The hatch version of the Corolla, known as the Corolla Runx, appeared in 2001 also boasting the 2ZZ 140kW/180Nm grunter. A similar looking wagon, the Allex RS180, was also released with the same driveline. The eye-catching Japanese market WiLL VS was also released with the full range of ZZ engines – the 92kW/161Nm auto-only AWD engine, the 100kW/171Nm auto-only FWD engine and the mighty 140kW/180Nm 2ZZ engine also tied to an auto trans. No manual.

In the same year, the 100kW/171Nm spec 1ZZ also appeared in the auto-only FWD Corolla Spacio van while the auto-only AWD version gets the detuned 92kW/161Nm engine. Japanese market Allion and Premio sedan models also debuted with a 1ZZ making 97kW/170Nm in FWD auto versions or 92kW/161Nm in auto AWD versions. The six-speed manual 2ZZ version appeared in ’02.

In 2002, the Japanese market Toyota Caldina wagon took onboard the 1ZZ-FE making 97kW/170Nm. It appears the 1ZZ version was sold with a FWD auto only. The Japanese Voltz soft-roader received the same 97kW/170Nm in the auto-only FWD, 92kW/161Nm auto-only AWD or the 140kW/180Nm 2ZZ in six-speed manual or four-speed auto FWD guise.

In Australia, the 1ZZ-FE was introduced in the ZZT231R (current shape) Celica SX and ZR which appeared in ’99. Interestingly, local Celicas come standard with the high output 2ZZ-GE which is listed at 140kW/180Nm (identical to the Japanese version). The lower output 1ZZ-FE didn’t appear until the late ’00 release of the ZZW30R MR2. The local MR2 is rated at 103kW/170Nm (just 1Nm less than the Japanese version) and comes standard with a five-speed manual which is clutchless. The next application for the 1ZZ-FE was in the late ’01 release ZZE112 Corolla range. All locally delivered examples (sedan, hatch and wagon) come in front-wheel-drive with the choice of manual or auto. Power is 100kW and there’s 171Nm of torque (again, identical to the Japanese equivalent). A Sportivo version of the Corolla hatch was then released with the 2ZZ-GE which is, curiously, listed at 141kW – 1kW more than any other version. These were sold with a six-speed manual only. These are quite a rare beast.

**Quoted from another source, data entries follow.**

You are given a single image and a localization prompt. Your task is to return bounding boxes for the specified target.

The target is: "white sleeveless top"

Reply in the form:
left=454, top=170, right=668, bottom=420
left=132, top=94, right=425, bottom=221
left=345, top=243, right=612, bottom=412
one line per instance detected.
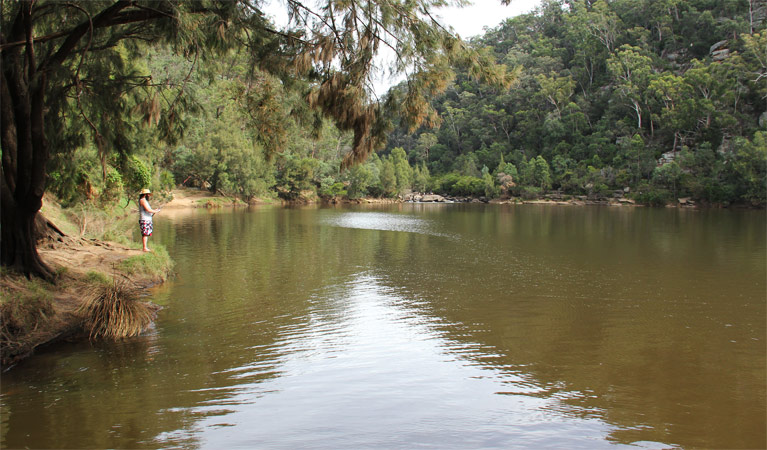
left=138, top=199, right=152, bottom=222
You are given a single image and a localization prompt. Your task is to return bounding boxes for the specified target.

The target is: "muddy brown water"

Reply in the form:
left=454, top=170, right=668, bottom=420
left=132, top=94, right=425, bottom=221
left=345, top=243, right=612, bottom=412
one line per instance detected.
left=0, top=204, right=767, bottom=449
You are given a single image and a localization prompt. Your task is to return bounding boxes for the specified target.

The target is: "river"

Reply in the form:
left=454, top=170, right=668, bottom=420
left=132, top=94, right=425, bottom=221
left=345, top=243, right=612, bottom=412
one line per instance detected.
left=0, top=204, right=767, bottom=449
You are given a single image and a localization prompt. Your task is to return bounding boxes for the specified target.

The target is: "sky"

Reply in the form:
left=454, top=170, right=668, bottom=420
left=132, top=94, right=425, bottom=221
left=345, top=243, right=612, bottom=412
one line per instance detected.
left=437, top=0, right=541, bottom=39
left=265, top=0, right=541, bottom=96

So what to make of all this info? Well, clearly, the 2ZZ-GE is the hot pick – we’ve seen ‘em converted into the Japanese MR-S and the result is spectacular. Unfortunately, the 2ZZ was never offered with AWD but that’s not a total loss because its very linear rate of torque delivery helps maintain traction. Oh, and be aware that the auto versions are much slower than the manuals. So stop snoozin’ and get ZZin’!